— Я тот, кто Я есть, — величаво ответил ему Димон-А.
— Три-три, — подытожил О'Димон.
Димон-А сделал вид, что не понял его.
— Гордыня и тщеславие — это твой третий грех, — пояснил приятель.
— Это не грех, — покачал головой Димон-А, — это добродетель. Я есть бог. Бог есть любовь. А любовь — это добродетель.
Распираемый любовью, он встал с трона и обнял приятеля.
— О'Димон. Если бы ты знал, как я тебя люблю.
— Ты чё, сдурел? — оттолкнул О'Димонего от себя.
— Блин, как меня прёт! — замотал головой Димон-А. — Просто рвёт нафиг! Во мне столько сейчас любви! Мне её просто некуда девать.
— Да пошёл ты! — ожесточился О'Димон, отступая прочь.
Димон-А вознёс ладони кверху.
— Пойми, это совсем не то, о чём ты подумал. Это чисто божественная любовь.

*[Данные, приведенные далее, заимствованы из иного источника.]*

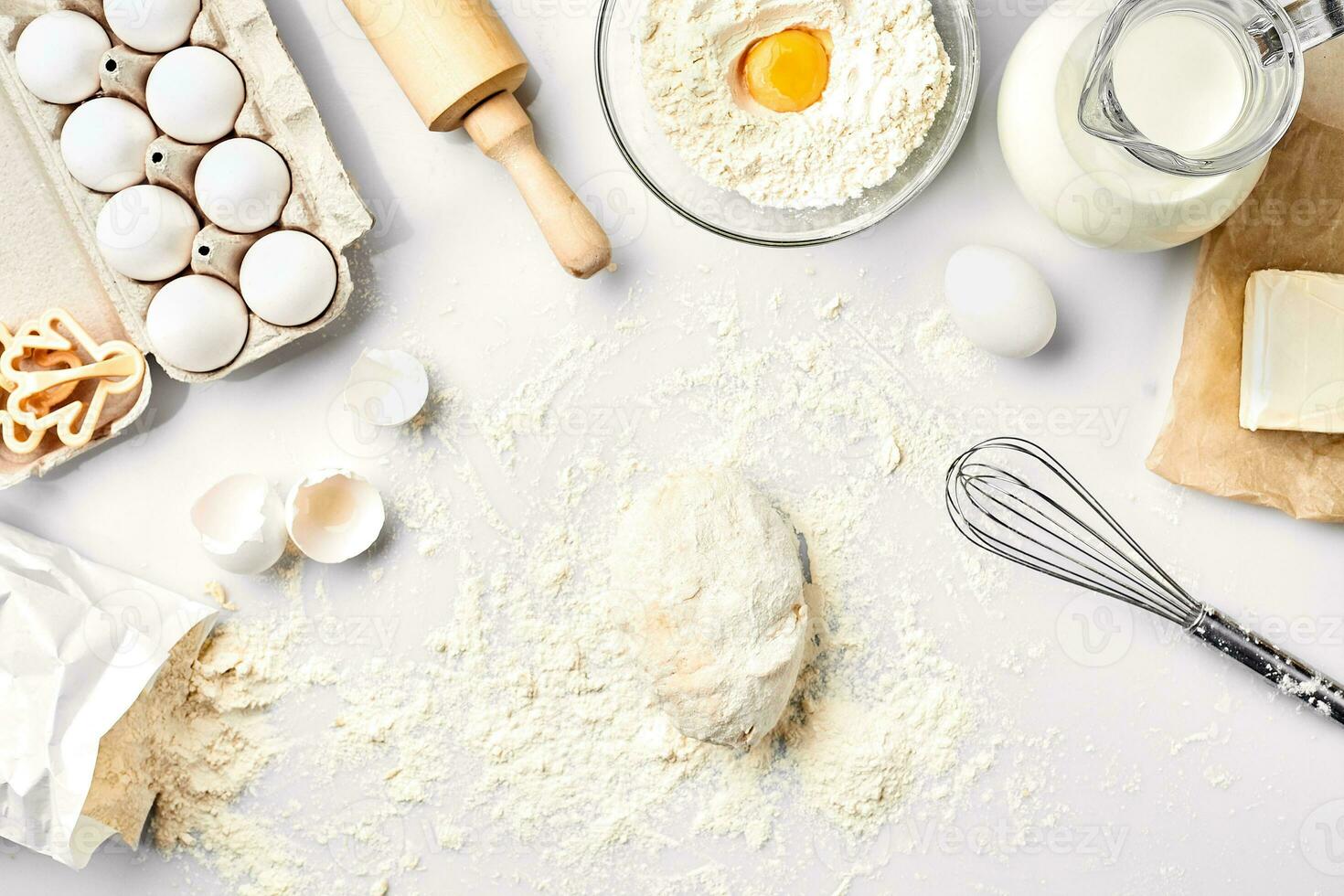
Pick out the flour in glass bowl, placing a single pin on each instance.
(889, 78)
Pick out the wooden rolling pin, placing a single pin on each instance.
(459, 66)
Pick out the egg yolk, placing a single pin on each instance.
(786, 71)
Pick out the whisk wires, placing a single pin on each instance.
(1072, 538)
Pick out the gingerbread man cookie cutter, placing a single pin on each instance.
(37, 397)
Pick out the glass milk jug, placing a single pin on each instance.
(1143, 123)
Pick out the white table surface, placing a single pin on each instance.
(453, 235)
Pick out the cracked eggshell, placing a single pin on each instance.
(386, 387)
(240, 523)
(334, 515)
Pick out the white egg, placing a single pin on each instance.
(998, 301)
(58, 55)
(334, 515)
(103, 144)
(288, 277)
(240, 523)
(242, 186)
(386, 387)
(145, 232)
(195, 94)
(197, 323)
(151, 26)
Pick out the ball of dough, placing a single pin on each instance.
(242, 186)
(103, 144)
(145, 232)
(711, 572)
(288, 277)
(151, 26)
(194, 94)
(58, 55)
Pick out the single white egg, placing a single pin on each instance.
(103, 144)
(197, 323)
(242, 186)
(58, 55)
(386, 387)
(288, 277)
(145, 232)
(240, 523)
(998, 301)
(151, 26)
(334, 515)
(195, 94)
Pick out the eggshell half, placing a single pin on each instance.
(240, 523)
(334, 515)
(386, 387)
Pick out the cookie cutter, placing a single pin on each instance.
(37, 397)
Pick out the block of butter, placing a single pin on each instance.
(1293, 352)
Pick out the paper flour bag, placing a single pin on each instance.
(82, 649)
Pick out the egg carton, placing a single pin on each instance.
(279, 111)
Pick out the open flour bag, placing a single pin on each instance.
(88, 657)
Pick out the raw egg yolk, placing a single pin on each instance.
(786, 71)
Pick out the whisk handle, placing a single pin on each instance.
(1284, 670)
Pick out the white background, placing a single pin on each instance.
(454, 257)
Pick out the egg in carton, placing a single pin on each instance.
(48, 249)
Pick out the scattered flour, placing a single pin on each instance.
(512, 706)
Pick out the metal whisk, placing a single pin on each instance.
(1015, 500)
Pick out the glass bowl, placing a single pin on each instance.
(656, 163)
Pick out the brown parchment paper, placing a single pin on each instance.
(123, 790)
(1293, 220)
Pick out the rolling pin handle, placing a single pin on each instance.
(503, 132)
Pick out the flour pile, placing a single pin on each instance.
(709, 577)
(890, 77)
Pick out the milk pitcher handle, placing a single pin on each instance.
(1316, 20)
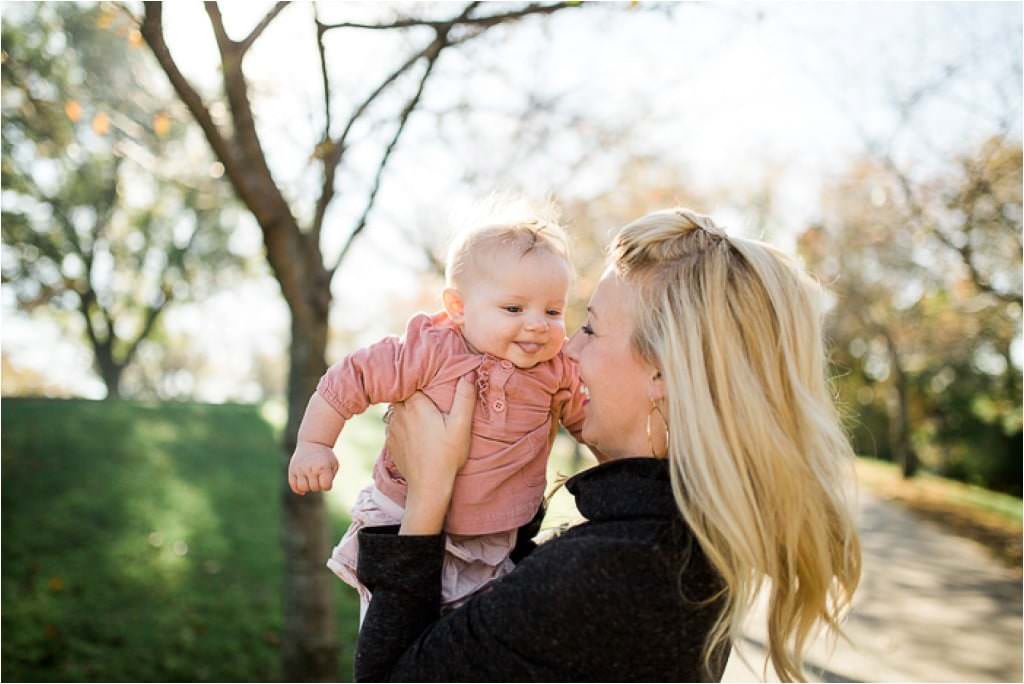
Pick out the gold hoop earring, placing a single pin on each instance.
(650, 441)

Неожиданно он осёкся, заметив, что одна из белоснежных колонн дворца обезображена чёрным граффити в виде уже знакомой ему смешной рожицы с двумя крестами вместо глаз и с высунутым языком, а на другой намалёвана перевёрнутая пятиконечная звезда, в которую вписаны два рога, два уха и борода козла.
Более того, вслед за этим колонны испарились, величественный трон превратился в бревно, а сам он ощутил внутри себя ничем не передаваемую потерю единения с Всевышним.
Пока происходила эта сцена, Даниэла успела осчастливить треть толпы. Часть людей на своё усмотрение Лиахим посчитал недостойными для дегустации напитка, отказав им в возможности присоединиться к избранным. Избранные же, благодаря амрите, каждый по-своему приобщались к тому, кто их сотворил.
Одни ощущали единение с ним, очищая душу свою посредством катарсиса, другие при общении с господом впадали в нирвану, отрешаясь на минутку от жизни и от присущих ей страданий, третьи же, напротив, обретали сатори, обнаружив, что жизнь прекрасна, а весь мир добр к ним и полон любви.
Среди прочих благосклонности херувима был удостоена почти вся экскурсионная группа, за исключением Владиславы и босоногого гида, который, впрочем, не очень расстроился. Видимо, у него были какие-то свои соображения на этот счёт. В отличие от него Лада, получив отказ, обозлилась и насупилась.
Вот, гад! — ругнулась она в сторону херувима. — Ну, почему, я недостойна? Чем я ему не понравилась. Ну, что он во мне такого нашёл?
— Не переживай, — ободрил её гид, — у тебя ещё всё впереди.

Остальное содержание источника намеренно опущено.